Bruno Etter (l.), der neue Kreischef 10, und sein Vorgänger Roman Thür auf der Wache Höngg.

Das Intervall, in dem der Posten des Kreischefs 10 neu zu besetzen ist, wird immer kürzer: Armin Lusser blieb sieben, Melanie Serschön knappe drei und Roman Thür noch fast zwei Jahre in Höngg. Wie lange bleibt wohl Bruno Etter, der das Amt am 1. Februar offiziell angetreten hat? Der so Angesprochene lacht herzlich, als der «Höngger» ihn dies scherzhaft in Gegenwart seines Vorgängers auf der Wache Höngg fragt und diesem die Anschlussfrage stellt, ob Höngg ein Karrieresprungbrett sei? «Nein», antwortet Thür, «aber es bot sich die einmalige Chance, mich für die neu geschaffene Stelle des Chefs der Regionalwache Aussersihl zu bewerben.

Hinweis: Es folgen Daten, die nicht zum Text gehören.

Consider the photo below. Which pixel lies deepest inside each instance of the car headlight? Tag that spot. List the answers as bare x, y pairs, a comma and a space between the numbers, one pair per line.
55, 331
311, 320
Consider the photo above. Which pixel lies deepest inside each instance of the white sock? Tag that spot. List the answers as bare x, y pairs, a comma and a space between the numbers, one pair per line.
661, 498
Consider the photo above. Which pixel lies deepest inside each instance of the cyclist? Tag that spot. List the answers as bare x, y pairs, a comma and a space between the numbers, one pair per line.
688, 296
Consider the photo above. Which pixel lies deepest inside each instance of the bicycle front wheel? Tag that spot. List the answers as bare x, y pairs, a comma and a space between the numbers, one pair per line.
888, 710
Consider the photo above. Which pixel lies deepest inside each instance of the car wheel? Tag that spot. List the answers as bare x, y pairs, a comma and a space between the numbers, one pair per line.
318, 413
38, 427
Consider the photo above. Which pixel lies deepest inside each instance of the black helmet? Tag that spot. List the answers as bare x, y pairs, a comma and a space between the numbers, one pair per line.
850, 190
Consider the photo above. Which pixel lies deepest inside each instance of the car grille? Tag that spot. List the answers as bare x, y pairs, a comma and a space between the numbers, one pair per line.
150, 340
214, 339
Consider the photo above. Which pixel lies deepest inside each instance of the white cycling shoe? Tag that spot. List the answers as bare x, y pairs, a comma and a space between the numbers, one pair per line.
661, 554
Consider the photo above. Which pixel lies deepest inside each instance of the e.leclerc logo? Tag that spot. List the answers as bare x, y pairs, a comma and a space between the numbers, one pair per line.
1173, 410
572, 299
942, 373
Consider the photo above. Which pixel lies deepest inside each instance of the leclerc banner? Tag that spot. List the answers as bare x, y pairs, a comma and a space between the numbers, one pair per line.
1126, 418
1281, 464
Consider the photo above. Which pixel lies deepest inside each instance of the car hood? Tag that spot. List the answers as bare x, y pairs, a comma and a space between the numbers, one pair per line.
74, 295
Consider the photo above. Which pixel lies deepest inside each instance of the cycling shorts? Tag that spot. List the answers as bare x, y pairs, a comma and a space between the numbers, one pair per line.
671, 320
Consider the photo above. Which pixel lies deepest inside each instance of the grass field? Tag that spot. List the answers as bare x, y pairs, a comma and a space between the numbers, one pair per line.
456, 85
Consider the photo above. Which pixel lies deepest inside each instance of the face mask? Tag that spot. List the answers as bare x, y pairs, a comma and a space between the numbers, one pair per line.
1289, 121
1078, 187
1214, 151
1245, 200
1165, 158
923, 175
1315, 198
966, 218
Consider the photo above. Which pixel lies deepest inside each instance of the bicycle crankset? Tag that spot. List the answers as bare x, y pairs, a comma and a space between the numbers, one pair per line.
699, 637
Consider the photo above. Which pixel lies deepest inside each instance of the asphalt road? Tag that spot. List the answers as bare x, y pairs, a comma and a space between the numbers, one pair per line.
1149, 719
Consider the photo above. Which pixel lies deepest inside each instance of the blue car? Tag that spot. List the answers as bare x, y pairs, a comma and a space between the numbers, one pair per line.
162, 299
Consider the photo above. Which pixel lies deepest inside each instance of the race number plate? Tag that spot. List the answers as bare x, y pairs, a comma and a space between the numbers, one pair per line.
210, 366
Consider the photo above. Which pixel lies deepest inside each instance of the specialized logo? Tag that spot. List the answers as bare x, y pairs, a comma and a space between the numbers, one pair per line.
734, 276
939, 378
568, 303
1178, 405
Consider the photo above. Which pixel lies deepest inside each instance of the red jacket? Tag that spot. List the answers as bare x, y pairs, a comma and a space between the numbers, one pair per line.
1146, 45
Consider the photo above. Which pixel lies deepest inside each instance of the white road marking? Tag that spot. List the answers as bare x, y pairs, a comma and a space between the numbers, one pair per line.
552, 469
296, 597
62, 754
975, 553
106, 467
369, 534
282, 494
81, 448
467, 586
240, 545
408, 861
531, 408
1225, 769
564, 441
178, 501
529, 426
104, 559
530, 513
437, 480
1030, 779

Das sprach mich sehr an und so kehre ich jetzt zu meinen Wurzeln im Kreis 4 zurück.» Eine Wache mit sieben Mal Vierundzwanzigstundenbetrieb mitten im pulsierenden Zürcher Ausgehkreis zu leiten, sei eine grosse Herausforderung. Und ja, er habe das ruhigere Geschehen in Höngg geschätzt, doch das andere habe eben auch seinen eigenen, beruflichen Reiz.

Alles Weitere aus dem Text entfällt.